Use module load to load the environment you want to use.

$ module load nvhpc

Switch modules

Unload the current module before loading another one.

$ module unload nvhpc
$ module load nvhpc-hpcx

Inspect a module

Use module show to check what a module changes in your environment.

$ module show nvhpc-hpcx

Submit a batch job

Create a job script such as job.sh. The following example requests one node and one GPU on the 1n1gpu partition.

#!/bin/bash
#SBATCH --job-name=test-job
#SBATCH --partition=1n1gpu
#SBATCH --nodes=1
#SBATCH --gpus-per-node=1
#SBATCH --time=00:10:00

module load nvhpc

hostname
nvidia-smi

Submit the job with sbatch.

$ sbatch job.sh

Check your jobs with squeue.

$ squeue -u $USER

Run an interactive job

With salloc

Use salloc to allocate resources for an interactive session. The following example requests one node and one GPU on the 1n1gpu partition for 10 minutes.
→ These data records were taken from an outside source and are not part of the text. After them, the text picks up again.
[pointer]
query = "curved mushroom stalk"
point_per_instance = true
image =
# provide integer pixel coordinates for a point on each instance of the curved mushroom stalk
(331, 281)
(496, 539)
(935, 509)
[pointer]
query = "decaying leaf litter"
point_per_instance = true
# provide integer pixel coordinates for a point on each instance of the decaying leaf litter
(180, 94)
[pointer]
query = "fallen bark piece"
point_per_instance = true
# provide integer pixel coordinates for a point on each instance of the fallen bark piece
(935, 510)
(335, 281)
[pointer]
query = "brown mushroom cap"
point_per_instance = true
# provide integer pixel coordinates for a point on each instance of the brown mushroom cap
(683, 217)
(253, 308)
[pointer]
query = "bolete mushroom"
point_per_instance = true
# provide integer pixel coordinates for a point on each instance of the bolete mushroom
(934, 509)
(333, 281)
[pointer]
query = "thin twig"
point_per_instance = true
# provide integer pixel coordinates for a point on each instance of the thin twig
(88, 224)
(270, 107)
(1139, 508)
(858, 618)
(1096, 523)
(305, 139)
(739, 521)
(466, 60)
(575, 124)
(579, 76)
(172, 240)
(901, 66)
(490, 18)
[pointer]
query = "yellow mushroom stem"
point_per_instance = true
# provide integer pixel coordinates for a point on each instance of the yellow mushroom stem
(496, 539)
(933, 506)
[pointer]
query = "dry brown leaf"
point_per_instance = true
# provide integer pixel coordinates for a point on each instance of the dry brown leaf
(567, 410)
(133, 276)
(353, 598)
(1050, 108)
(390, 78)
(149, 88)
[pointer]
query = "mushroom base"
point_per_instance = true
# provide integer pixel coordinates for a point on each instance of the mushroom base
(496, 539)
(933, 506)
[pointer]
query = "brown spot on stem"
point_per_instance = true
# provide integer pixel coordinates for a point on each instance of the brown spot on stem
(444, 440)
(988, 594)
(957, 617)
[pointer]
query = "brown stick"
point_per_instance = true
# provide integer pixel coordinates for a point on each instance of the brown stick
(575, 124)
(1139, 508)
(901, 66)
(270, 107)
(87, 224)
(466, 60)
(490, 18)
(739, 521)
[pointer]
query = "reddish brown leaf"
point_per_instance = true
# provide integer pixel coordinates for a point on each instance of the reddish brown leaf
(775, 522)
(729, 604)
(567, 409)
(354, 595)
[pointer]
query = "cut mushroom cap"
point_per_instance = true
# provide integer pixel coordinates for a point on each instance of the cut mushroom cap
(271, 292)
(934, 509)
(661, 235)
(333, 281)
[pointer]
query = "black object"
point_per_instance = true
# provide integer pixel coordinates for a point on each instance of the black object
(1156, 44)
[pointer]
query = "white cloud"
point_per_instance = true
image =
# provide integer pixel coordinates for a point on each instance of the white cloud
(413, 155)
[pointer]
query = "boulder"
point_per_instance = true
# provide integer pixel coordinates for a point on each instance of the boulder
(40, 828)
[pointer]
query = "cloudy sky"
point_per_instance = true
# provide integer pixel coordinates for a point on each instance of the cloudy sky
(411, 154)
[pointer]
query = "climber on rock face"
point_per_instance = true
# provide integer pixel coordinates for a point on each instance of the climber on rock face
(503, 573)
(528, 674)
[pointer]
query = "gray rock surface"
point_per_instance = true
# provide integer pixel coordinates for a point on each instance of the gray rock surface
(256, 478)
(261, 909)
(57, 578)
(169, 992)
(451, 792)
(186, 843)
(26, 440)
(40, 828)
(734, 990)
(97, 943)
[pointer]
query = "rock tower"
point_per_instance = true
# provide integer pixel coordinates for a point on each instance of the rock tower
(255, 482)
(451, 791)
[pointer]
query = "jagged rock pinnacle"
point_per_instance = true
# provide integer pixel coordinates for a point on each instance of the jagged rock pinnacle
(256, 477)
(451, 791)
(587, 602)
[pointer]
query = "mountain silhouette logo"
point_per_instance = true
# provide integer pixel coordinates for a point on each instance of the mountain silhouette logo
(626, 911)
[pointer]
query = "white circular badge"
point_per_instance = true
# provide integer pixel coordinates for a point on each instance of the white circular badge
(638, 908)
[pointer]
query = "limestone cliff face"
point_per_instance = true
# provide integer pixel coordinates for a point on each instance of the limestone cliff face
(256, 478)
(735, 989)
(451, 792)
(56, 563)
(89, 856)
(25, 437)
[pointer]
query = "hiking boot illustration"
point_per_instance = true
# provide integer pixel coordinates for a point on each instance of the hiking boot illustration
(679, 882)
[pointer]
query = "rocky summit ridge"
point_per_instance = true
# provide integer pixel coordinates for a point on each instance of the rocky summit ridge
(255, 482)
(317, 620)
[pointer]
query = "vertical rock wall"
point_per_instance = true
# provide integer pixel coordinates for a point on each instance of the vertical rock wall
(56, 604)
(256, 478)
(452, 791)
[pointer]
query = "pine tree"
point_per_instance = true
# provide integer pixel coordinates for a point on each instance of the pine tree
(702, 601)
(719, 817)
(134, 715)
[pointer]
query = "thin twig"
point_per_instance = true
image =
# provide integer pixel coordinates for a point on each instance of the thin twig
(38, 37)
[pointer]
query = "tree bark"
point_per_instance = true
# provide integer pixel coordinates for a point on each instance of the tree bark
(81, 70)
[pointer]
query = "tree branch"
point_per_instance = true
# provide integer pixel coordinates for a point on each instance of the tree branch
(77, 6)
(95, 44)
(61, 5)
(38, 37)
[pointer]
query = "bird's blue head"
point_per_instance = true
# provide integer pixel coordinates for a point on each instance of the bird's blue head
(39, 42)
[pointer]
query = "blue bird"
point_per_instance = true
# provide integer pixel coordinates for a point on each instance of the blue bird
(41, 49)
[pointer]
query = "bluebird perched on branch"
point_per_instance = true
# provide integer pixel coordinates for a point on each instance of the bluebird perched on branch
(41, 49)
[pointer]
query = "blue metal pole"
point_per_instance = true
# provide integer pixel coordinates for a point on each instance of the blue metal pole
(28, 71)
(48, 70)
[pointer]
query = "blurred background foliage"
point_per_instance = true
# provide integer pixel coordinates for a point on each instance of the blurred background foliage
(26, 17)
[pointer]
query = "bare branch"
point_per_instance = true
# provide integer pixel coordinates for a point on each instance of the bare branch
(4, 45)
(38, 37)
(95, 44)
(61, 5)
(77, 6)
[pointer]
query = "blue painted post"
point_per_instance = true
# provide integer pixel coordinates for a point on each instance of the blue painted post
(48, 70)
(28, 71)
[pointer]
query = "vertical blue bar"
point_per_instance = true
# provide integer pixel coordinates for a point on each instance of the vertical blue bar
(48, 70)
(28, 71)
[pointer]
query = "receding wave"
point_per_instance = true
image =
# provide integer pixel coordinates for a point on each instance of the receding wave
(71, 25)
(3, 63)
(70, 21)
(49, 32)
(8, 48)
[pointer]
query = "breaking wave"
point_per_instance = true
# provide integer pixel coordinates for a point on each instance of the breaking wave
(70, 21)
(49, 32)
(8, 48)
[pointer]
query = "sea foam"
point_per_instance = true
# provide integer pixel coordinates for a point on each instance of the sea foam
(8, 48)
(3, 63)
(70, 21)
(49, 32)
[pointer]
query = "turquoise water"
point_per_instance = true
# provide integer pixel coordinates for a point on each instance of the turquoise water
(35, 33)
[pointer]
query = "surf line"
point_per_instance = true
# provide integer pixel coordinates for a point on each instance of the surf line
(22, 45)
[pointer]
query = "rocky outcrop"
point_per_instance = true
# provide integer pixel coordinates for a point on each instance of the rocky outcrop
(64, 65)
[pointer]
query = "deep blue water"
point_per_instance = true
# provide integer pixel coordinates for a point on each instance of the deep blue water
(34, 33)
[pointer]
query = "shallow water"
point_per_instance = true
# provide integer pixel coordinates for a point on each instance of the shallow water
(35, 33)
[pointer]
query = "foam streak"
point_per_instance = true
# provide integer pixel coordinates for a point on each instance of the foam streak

$ salloc --partition=1n1gpu --nodes=1 --gpus-per-node=1 --time=00:10:00

After the allocation starts, use srun to run commands on the allocated node.

$ srun hostname
$ srun nvidia-smi

When you are finished, run exit to release the interactive allocation.

$ exit
exit
salloc: Relinquishing job allocation 1066

With srun

Use srun --pty bash to start an interactive shell on a compute node. The following example requests one node and one GPU on the 1n1gpu partition for 10 minutes.

$ srun --partition=1n1gpu --nodes=1 --gpus-per-node=1 --time=00:10:00 --pty bash

When you are finished, run exit to leave the shell and end the srun job.

$ exit
exit

Cancel a job

Cancel a submitted or running job with scancel. Replace JOBID with the job ID shown by sbatch or squeue.

$ scancel JOBID

Check partition status

Use sinfo to check the status of partitions and nodes.

$ sinfo

To check a specific partition, use -p.

$ sinfo -p 1n1gpu

Local scratch storage

Each compute node provides a local scratch area on an approximately 7TB NVMe SSD. Use the USER_SCRATCH_DIR environment variable to access this scratch area from your job.

This storage is useful when you need fast local SSD access for temporary files, datasets, checkpoints, or intermediate results during computation. Files in this area are automatically deleted after the job finishes, so copy any results that you need to keep to your persistent storage before the job ends.

#!/bin/bash
#SBATCH --job-name=scratch-example
#SBATCH --partition=1n1gpu
#SBATCH --nodes=1
#SBATCH --gpus-per-node=1
#SBATCH --time=00:10:00

module load nvhpc

echo "Scratch directory: ${USER_SCRATCH_DIR}"

./my_application > ${USER_SCRATCH_DIR}/output.log

# Copy results that must be kept before the job finishes.
# SLURM_SUBMIT_DIR is the directory where you ran the sbatch command.
cp ${USER_SCRATCH_DIR}/output.log ${SLURM_SUBMIT_DIR}/